A mensagem fala em “continuidade”, em manter vivo o projeto político iniciado em 2018 e em não abandonar o eleitor que segue pedindo mudança no país. Dados do TSE ajudam a explicar o peso da decisão: mesmo fora do Planalto, Bolsonaro terminou 2022 com mais de 58 milhões de votos, a segunda maior votação da história, mantendo uma base ativa, mobilizada e barulhenta nas ruas e nas redes.

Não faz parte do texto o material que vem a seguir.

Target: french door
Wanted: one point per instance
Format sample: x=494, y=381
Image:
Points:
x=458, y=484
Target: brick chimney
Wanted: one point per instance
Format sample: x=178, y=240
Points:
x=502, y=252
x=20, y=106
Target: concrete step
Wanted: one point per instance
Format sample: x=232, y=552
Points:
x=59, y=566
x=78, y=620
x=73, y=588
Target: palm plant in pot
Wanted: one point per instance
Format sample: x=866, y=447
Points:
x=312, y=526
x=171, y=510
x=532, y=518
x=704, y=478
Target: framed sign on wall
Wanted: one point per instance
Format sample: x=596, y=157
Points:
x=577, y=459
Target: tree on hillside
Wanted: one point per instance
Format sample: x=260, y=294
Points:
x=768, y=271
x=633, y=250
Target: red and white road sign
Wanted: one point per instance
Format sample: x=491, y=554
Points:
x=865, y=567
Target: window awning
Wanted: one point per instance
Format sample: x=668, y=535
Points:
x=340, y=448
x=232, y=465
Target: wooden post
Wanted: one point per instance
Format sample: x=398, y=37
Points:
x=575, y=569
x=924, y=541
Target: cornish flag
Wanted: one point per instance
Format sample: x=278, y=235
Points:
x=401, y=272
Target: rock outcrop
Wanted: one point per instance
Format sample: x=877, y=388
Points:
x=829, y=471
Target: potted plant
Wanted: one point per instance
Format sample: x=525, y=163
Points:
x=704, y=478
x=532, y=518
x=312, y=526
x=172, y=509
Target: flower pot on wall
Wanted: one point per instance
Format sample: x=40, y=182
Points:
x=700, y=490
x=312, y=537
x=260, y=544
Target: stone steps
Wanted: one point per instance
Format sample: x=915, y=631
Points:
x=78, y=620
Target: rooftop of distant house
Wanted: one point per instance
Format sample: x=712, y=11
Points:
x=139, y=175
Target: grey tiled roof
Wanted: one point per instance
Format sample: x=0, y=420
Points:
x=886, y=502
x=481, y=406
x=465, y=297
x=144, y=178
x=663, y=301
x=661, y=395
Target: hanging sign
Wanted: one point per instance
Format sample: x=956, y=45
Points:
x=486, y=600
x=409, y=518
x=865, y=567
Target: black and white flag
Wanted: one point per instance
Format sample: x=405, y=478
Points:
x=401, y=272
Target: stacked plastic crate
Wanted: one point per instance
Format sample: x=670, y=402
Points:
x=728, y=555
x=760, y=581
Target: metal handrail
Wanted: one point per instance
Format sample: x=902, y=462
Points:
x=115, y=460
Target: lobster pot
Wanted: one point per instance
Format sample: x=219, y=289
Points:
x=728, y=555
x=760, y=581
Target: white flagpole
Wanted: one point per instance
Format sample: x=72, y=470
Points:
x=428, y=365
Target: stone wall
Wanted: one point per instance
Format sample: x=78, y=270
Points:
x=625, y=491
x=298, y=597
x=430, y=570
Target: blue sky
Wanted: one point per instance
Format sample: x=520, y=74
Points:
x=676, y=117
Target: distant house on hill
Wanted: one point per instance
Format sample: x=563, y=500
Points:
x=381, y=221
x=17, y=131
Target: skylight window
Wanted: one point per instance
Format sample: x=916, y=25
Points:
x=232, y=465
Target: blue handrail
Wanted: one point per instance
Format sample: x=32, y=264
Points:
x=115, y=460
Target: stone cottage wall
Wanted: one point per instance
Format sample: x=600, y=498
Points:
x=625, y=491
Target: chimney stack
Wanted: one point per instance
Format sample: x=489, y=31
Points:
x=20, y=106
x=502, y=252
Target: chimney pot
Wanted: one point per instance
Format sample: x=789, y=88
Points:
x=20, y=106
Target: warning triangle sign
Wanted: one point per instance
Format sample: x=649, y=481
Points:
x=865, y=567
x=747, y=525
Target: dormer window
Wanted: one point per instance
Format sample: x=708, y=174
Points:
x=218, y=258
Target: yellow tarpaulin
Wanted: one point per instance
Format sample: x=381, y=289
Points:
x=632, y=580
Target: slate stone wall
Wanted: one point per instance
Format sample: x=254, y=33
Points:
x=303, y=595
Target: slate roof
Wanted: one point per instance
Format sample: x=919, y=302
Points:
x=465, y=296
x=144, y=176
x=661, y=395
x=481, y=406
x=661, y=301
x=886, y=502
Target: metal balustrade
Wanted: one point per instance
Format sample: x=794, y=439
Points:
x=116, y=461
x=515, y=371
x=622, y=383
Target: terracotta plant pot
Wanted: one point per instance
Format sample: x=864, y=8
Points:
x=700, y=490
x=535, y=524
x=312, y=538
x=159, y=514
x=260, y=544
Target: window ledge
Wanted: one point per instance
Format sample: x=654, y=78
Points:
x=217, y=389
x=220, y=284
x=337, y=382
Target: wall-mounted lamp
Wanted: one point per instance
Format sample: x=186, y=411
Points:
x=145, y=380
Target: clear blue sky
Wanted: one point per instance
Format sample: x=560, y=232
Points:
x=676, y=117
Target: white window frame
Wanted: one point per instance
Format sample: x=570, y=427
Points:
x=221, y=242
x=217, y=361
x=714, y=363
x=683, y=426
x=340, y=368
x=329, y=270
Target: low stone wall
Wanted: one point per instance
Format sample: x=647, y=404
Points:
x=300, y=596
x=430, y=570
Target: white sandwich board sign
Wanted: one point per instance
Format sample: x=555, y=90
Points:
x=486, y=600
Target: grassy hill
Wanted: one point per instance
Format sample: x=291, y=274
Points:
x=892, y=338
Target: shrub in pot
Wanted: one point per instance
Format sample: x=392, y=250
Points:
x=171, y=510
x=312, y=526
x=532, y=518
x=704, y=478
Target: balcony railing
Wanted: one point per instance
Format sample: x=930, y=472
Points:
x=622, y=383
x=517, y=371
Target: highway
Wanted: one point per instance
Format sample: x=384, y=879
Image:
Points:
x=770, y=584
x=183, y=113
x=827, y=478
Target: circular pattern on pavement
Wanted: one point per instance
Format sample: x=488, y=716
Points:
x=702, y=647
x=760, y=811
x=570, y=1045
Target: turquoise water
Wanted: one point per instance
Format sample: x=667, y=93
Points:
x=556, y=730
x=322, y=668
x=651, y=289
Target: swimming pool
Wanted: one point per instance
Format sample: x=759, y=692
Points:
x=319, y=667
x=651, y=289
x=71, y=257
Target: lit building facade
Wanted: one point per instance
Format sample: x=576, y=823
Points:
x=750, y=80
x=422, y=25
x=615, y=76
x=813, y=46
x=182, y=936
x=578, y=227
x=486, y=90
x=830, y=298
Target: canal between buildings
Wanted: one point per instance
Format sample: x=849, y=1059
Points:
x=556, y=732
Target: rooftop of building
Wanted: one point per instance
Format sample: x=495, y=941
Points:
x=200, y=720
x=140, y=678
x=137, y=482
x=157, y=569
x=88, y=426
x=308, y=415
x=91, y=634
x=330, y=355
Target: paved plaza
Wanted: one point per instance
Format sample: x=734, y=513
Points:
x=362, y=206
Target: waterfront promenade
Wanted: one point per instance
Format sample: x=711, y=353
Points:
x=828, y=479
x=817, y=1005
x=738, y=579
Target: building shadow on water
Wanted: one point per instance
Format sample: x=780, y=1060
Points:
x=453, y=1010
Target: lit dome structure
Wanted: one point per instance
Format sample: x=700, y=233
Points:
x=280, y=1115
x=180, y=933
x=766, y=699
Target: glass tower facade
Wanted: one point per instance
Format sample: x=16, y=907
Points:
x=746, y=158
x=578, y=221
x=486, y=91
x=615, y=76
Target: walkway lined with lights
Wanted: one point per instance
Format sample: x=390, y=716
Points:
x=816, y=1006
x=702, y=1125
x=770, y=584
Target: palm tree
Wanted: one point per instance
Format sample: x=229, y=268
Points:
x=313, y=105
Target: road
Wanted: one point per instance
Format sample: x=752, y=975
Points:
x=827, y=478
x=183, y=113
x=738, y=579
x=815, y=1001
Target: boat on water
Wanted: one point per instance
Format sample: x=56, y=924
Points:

A reação veio rápido. Flávio minimizou qualquer impacto negativo da carta, dizendo que “para mim não muda nada”, enquanto reforçou que segue “mais unido do que nunca” com Tarcísio de Freitas, hoje um dos nomes mais fortes do campo conservador. Nos bastidores, a leitura é clara: a carta não é apenas um gesto simbólico, mas um recado direto ao eleitor de direita e um teste de forças contra o sistema político que tenta empurrar o bolsonarismo para fora do jogo. Em um cenário de desgaste do governo federal, inflação ainda pressionando o bolso e desconfiança crescente nas instituições, a movimentação reacende o debate sucessório e antecipa um 2026 que promete ser tenso, polarizado e decisivo.